One more food question to take care of after a recent streak.
LearnedLeague precedent (LL73, MD16) – Chicken in Odessa, goose or duck in Poltava, carp in Lviv, and lamb and mushrooms in Kiev: These are some of the ingredients that accompany the universal main ingredient in regional variations of what soup, widely considered by locals as the national soup of Ukraine?
Damn it, I thought of borscht, but changed it to goulash, the MCWA. I thought I had researched borscht before, and thought it didn’t have a bunch of varieties. That was wrong on two counts. I knew goulash was more of a standard brothy soup that contains paprika and whatever you want, and even though the question wanted you to pick up on the central ingredient beet, I chose against it. Ah well. I am currently 4 for 8 this season.

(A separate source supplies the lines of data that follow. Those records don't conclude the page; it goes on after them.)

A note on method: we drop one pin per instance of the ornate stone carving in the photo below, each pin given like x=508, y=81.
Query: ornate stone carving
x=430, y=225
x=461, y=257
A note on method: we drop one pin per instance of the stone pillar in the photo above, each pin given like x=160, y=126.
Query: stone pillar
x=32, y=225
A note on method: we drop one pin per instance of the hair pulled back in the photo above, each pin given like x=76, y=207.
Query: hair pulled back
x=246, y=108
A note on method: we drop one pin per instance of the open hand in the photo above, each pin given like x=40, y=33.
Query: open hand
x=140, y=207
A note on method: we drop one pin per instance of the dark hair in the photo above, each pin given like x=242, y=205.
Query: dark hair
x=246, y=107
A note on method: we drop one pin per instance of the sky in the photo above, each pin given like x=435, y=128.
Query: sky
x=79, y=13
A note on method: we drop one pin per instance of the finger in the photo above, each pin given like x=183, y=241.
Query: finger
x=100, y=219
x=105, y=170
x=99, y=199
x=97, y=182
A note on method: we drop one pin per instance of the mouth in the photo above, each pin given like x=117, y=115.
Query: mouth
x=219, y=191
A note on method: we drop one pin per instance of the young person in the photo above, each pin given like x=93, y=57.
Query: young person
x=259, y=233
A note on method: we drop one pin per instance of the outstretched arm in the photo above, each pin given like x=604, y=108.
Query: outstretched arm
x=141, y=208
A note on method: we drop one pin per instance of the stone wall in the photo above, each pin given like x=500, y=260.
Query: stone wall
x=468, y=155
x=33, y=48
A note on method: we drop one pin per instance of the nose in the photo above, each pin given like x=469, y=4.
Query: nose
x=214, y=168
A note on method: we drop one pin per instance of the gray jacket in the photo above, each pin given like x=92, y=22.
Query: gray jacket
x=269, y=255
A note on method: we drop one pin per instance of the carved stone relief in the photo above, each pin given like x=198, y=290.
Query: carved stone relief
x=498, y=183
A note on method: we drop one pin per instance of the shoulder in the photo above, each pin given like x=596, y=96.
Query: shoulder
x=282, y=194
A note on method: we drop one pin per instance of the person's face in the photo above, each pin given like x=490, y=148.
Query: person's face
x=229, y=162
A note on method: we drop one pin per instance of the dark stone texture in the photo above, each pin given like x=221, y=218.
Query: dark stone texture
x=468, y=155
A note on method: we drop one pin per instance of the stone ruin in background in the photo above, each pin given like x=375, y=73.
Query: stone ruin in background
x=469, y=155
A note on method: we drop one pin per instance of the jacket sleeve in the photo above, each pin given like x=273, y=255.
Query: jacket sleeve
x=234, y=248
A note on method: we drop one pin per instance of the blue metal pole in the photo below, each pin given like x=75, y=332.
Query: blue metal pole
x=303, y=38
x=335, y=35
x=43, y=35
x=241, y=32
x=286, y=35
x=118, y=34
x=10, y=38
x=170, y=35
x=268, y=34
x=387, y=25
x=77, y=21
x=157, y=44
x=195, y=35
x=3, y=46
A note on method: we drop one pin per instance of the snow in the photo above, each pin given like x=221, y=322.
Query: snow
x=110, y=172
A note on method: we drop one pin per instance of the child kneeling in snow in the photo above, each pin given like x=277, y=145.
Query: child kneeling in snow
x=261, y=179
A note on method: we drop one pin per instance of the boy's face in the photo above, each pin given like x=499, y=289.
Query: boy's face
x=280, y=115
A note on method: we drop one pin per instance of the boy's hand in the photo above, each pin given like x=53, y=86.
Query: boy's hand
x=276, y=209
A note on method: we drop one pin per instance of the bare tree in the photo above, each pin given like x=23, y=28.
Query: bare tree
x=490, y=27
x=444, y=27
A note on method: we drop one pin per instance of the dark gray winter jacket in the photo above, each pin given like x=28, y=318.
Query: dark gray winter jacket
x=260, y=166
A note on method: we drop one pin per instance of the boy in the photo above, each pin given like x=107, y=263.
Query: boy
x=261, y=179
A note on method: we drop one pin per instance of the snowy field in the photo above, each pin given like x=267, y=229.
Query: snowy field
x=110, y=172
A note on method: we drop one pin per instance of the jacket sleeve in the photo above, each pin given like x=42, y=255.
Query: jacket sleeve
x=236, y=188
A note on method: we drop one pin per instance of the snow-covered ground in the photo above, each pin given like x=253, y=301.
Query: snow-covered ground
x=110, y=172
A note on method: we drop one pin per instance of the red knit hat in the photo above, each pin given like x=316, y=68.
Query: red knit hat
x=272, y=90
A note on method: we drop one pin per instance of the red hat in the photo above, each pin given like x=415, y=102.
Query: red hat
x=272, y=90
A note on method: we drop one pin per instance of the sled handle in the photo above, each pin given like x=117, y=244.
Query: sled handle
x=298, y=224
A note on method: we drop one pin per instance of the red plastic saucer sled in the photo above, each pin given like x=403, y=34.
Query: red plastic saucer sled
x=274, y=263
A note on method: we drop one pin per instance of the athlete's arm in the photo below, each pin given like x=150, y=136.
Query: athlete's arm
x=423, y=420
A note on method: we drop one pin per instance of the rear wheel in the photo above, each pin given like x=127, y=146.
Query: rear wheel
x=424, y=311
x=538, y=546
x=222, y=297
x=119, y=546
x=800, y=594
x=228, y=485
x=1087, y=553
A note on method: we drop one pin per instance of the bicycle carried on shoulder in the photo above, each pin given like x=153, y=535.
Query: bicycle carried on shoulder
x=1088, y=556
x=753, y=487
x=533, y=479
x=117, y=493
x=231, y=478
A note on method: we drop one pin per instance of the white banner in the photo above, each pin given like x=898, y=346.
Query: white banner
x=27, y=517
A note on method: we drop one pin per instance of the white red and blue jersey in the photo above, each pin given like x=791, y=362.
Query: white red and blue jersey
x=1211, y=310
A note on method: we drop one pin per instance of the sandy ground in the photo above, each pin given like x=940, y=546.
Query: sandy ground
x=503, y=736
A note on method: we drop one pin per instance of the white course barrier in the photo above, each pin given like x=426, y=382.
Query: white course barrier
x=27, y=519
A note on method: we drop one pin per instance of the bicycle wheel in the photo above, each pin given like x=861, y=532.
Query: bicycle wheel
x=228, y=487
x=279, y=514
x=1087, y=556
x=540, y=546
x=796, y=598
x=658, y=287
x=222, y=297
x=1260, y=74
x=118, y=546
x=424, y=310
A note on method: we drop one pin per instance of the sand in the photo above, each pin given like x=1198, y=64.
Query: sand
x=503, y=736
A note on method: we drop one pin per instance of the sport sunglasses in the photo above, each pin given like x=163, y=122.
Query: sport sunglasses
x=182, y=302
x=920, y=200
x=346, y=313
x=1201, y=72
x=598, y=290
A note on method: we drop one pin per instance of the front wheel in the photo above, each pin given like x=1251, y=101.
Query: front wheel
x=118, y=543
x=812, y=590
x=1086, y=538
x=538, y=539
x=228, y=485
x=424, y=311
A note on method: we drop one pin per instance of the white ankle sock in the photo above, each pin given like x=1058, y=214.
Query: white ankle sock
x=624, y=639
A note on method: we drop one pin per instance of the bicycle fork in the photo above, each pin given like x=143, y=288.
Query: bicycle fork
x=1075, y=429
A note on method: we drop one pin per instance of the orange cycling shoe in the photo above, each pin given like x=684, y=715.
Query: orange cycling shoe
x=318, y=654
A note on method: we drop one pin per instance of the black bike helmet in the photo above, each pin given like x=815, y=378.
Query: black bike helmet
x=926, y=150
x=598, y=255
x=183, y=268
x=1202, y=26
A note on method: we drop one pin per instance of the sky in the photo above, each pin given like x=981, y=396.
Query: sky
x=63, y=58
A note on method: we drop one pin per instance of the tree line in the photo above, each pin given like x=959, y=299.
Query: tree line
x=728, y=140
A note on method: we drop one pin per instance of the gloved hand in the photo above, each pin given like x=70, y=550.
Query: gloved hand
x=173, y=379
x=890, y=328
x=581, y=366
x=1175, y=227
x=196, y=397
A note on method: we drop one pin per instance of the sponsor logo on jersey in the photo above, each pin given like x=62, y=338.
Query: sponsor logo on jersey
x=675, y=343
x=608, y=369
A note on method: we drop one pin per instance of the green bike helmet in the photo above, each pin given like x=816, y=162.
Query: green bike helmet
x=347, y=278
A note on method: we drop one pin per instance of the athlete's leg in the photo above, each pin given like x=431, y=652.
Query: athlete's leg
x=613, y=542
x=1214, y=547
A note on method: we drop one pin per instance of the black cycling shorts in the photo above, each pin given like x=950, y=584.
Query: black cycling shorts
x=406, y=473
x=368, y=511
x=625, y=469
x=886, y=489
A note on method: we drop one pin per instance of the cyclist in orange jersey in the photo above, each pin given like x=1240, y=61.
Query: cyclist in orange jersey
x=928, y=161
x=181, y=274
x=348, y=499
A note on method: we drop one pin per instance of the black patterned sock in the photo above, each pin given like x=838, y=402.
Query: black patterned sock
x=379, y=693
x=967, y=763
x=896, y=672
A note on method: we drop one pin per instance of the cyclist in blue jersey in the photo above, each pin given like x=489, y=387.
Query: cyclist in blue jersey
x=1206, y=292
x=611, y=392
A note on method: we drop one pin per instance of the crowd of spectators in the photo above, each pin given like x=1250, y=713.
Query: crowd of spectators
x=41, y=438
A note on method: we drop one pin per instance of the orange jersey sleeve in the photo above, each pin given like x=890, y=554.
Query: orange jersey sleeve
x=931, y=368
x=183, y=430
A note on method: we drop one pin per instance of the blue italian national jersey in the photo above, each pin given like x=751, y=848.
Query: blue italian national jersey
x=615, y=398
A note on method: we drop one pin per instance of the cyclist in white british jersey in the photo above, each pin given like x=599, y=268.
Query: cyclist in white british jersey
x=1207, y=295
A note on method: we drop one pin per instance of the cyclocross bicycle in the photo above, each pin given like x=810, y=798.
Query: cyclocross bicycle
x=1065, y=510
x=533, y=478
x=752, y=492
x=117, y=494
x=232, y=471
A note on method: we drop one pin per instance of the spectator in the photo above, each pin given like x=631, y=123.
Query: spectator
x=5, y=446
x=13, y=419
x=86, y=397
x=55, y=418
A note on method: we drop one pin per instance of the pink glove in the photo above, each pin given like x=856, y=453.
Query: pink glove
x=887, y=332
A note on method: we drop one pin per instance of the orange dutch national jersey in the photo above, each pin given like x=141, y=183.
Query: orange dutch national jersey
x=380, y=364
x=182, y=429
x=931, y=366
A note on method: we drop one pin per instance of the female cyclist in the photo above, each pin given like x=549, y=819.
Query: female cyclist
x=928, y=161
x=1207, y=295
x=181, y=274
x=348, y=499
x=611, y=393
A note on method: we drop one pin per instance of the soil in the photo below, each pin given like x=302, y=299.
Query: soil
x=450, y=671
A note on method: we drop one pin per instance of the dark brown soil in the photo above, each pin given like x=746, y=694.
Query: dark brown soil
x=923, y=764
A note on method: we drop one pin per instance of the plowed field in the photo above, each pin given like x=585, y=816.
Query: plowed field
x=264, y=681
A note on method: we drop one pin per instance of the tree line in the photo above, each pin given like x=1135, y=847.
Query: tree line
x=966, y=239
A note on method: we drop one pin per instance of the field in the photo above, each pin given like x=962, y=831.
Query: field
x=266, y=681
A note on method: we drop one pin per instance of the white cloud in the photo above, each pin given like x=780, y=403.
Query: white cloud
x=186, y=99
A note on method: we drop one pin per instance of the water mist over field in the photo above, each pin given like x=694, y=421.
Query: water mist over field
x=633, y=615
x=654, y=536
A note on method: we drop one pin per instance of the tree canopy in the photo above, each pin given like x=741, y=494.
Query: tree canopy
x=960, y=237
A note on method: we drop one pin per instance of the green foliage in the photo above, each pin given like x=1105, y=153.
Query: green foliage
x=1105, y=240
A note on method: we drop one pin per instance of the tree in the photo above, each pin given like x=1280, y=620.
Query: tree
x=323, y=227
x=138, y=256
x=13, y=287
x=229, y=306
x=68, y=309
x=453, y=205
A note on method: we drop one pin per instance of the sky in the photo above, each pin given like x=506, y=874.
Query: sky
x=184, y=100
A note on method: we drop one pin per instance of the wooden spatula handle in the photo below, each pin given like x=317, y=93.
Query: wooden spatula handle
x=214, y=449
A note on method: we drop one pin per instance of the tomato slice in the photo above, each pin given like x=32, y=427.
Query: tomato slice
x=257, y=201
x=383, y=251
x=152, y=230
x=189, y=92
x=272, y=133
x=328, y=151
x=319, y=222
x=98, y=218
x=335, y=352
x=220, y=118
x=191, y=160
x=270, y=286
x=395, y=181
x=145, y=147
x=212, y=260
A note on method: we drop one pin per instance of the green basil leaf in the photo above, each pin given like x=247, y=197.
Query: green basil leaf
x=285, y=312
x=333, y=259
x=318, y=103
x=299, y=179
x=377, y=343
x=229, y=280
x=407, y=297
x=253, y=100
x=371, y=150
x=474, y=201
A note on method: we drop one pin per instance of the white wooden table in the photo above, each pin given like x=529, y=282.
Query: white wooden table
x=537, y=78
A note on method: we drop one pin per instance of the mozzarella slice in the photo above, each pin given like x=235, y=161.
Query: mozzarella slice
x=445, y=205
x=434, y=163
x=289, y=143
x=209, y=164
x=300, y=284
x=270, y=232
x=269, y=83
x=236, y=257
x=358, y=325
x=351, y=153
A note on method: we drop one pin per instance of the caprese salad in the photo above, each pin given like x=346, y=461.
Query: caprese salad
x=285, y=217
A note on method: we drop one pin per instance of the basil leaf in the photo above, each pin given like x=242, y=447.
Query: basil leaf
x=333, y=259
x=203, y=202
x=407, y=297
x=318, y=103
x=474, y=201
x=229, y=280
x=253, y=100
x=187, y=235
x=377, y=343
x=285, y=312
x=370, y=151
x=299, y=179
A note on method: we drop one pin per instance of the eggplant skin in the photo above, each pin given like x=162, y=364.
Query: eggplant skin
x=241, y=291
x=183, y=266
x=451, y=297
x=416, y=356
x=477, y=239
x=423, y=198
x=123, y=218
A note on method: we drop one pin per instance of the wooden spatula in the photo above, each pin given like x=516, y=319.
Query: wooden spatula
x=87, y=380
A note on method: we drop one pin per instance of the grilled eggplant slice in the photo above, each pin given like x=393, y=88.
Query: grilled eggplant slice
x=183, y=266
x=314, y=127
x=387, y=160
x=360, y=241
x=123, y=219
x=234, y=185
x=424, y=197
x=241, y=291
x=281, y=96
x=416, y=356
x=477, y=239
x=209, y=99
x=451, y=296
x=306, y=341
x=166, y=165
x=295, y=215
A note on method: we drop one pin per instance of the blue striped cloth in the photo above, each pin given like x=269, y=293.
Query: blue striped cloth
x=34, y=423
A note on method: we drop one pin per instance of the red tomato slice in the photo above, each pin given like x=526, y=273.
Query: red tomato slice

Since I’m not sure I can currently write 5 questions on beets, let’s just widened the scope by asking about red foods. Enjoy!
1. The Red Delicious apple cultivar was first created in 1880 for a contest and grown in a nursery in Madison County in which US state?
2. What name has been covered up by the red box in this photo? Its name comes from the man Jacob who in the early 20th century mixed spices, vinegar, cayenne peppers, and garlic together. The product also is famous for its commercial slogan “I put that s*** on everything”.
3. Although associated with the South thanks to films like “Steel Magnolias”, but red velvet cake was created in what New York institution, certainly more famous for a vegetable dish than cake?
4. Name the Red Lobster delicacy seen here.
5. As you may know, wine often comes in red and white varieties. The result of wine production where the juice from crushed white wine grapes is given contact with the skins of the grapes for an extended amount of time is called skin-contact wine or what color wine?
6. Name the number seen in the food dye of red M&Ms during the time they were banned. This food dye was not poisonous, as it was the Red #2 and Red #4 that were dangerous, but because of the red dye scare of the late 70s, M&Ms followed suit and removed their red M&Ms from bags.
7. The classic Louisiana Creole dish red beans and rice is traditionally served on which day of the week?